7. The method of claim 4 wherein said profile information is communicated to a plurality of second data storage systems, said method further comprising receiving at said first data storage system a selection indication from each of said second data storage systems, wherein said selection indication indicates whether or not to communicate said first data object to said second data storage system.

8. The method of claim 4 wherein if said first data object is not copied to any other data storage system, then determining a replication site from among said other data storage systems independently of content of said first data object and copying said first data object to said replication site.

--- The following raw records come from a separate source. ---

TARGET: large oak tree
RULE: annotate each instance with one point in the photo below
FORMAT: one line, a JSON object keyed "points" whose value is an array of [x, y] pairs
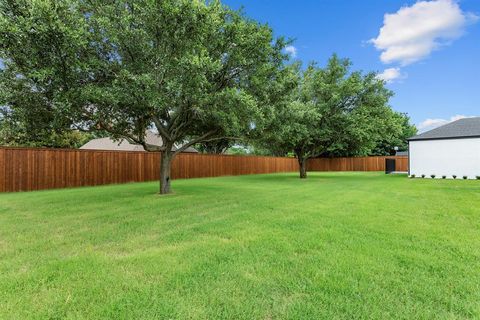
{"points": [[193, 70]]}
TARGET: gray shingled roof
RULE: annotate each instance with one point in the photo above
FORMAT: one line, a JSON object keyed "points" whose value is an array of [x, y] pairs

9. The method of claim 1 wherein said selection criteria are stored in said first data storage system, said method further comprising communicating said first data object to said second data storage system based on said profile information and on said selection criteria.

10. The method of claim 9 further comprising additional selection criteria for an additional second data storage system, said method further comprising communicating said first data object to said additional second data storage system based on said profile information and said additional selection criteria.

11. The method of claim 1 wherein said selection criteria are stored in a selection server system separate from said first data storage system and from said second data storage system, said method further comprising: communicating said profile information to said selection server system; producing in said selection server system a selection indication; and communication said selection indication to said first data storage system, wherein said first data object is selectively communicated to said second data storage system depending on said selection indication.

12. A distributed data storage system comprising a plurality of data servers, each data server comprising: a client interface component configured for communication with one or more clients to exchange data; a data storage interface component configured for data communication with data storage component; and a data processing component configured to: produce profile information associated with a first data object that is stored in said data storage component, said profile information comprising content-based information associated with content of said first data object; initiate a comparison of selection criteria with said profile information, said selection criteria comprising criteria associated with at least a second data server, said selection criteria used to determine whether said first data object is copied to said at least a second data server; and copy said first data object to said at least a second data server depending on an outcome of said comparison.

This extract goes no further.